Brian Hofer is a paralegal in California who has been fighting to ban facial recognition software for the past five years. As soon as he became aware of the technology in 2014, he joined activist groups to try to get the technology banned from his hometown of Oakland. Once that was accomplished, he started working with other local government bodies across California to ban the technology from their streets. Since then, Hofer has drafted 26 different privacy laws for cities and counties all over the state of California, and all 26 have been approved.

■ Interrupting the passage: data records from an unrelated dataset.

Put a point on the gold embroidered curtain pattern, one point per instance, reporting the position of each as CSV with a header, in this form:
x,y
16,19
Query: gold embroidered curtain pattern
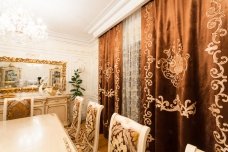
x,y
110,74
183,73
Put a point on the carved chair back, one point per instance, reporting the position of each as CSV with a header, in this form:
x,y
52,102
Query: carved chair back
x,y
126,135
92,127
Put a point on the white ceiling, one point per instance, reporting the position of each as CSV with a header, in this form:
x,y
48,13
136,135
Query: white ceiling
x,y
78,19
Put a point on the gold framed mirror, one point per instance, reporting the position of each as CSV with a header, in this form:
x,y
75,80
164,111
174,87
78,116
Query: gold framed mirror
x,y
26,75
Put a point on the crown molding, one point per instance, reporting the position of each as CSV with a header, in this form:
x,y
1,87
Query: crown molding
x,y
83,41
106,10
116,14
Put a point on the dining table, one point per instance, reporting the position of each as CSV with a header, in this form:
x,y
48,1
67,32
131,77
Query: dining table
x,y
42,133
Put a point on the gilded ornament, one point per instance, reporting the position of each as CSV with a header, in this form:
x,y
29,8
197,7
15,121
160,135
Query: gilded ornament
x,y
175,65
215,15
26,60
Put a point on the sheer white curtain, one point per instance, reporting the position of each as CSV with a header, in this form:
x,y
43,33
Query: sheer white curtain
x,y
131,66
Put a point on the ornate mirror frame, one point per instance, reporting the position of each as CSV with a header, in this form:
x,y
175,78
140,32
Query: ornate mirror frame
x,y
27,60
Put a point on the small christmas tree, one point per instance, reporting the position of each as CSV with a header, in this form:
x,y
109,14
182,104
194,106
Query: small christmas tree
x,y
76,82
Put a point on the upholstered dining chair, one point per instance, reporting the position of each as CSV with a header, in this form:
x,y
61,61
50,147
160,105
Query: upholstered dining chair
x,y
15,108
90,136
191,148
74,128
126,135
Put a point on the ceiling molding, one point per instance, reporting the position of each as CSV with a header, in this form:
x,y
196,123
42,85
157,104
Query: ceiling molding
x,y
70,39
117,13
101,13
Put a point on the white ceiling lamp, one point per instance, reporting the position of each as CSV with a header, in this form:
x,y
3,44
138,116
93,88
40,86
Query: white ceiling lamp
x,y
18,24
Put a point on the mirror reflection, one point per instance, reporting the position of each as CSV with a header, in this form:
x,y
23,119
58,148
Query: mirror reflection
x,y
29,75
25,75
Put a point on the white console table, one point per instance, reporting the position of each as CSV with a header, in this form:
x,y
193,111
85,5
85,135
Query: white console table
x,y
43,133
46,105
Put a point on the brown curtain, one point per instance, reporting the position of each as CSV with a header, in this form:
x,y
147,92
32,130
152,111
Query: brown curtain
x,y
110,74
184,67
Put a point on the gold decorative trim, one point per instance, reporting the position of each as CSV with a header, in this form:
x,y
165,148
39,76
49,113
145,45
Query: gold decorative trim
x,y
26,60
185,110
117,70
215,15
67,145
108,71
148,73
107,93
175,65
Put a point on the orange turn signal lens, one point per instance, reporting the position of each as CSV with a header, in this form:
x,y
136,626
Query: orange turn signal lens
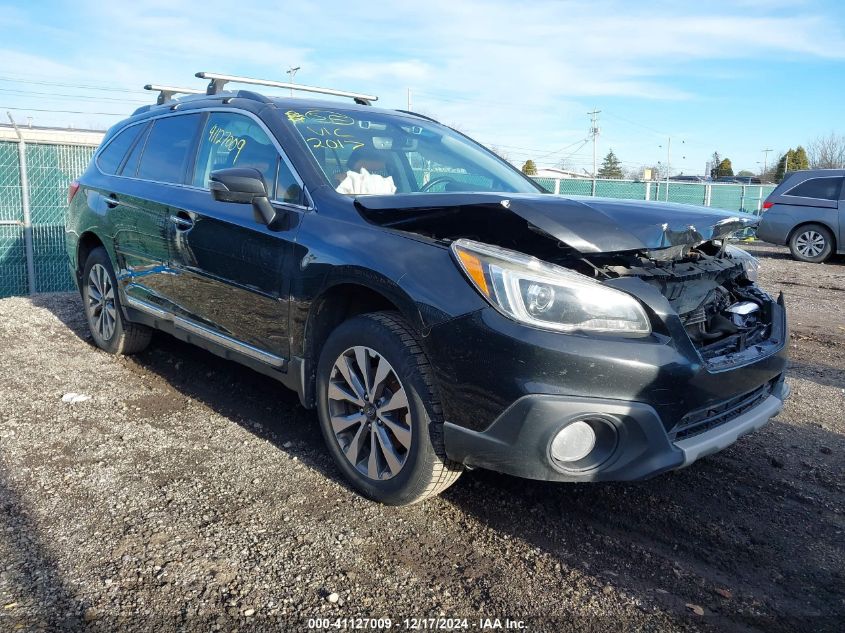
x,y
474,268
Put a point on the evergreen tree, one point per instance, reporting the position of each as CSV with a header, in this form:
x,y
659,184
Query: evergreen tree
x,y
799,159
529,168
611,167
715,161
792,160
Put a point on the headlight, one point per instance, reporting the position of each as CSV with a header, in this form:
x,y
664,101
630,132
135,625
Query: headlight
x,y
750,264
547,296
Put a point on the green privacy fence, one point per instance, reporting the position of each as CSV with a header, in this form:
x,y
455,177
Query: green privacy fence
x,y
32,249
38,263
747,198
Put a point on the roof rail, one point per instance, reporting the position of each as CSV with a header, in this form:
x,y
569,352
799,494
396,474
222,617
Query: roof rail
x,y
165,93
217,81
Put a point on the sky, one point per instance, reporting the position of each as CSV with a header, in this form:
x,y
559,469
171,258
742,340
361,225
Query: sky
x,y
733,77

While facial recognition technology may have been the catalyst for Hofer to start fighting for each citizen’s right to privacy, it has extended beyond that to include demands that companies and governing bodies be transparent about the kind of technology they’re using for their surveillance efforts. He has also convinced some cities, including Richmond and Berkeley, to cancel their contracts with tech companies like Vigilant Solutions and Amazon – both Richmond and Berkeley have sanctuary policies and both Vigilant Solutions and Amazon share information with ICE, so Hofer successfully argued that maintaining both the sanctuary policies and contracts with those companies constituted a conflict.
Even if the technology is made with the best of intentions, it can still get things wrong. Hofer experienced this firsthand when he was pulled over in Contra Costa County by police officers who were using an automated license plate reader tool, which just happened to be made by Vigilant Solutions. Hofer was pulled over and accused of stealing the rental car he was driving. The police later realized the car had been stolen months ago and its license plate had not been removed from a registry of stolen vehicles after it was recovered. Hofer was released and is currently suing the sheriff’s department of Contra Costa County for allegedly violating his civil rights.
Hofer’s most recent success involved a San Francisco ordinance against city agencies using facial recognition technology. The ordinance passed earlier this month with only one vote against it, but Hofer barely had time to celebrate before he was off to Oakland, where they were scheduled to debate another one of his sanctuary ordinances, which would forbid the city from doing business with any tech company that does business or shares information with ICE.
Because so many of his initiatives have to do with banning technology, Hofer has been accused of being anti-technology, but he insists that’s not the case. Instead, he’s focused on protecting civil rights to privacy before the technology becomes so entrenched that there’s no removing it.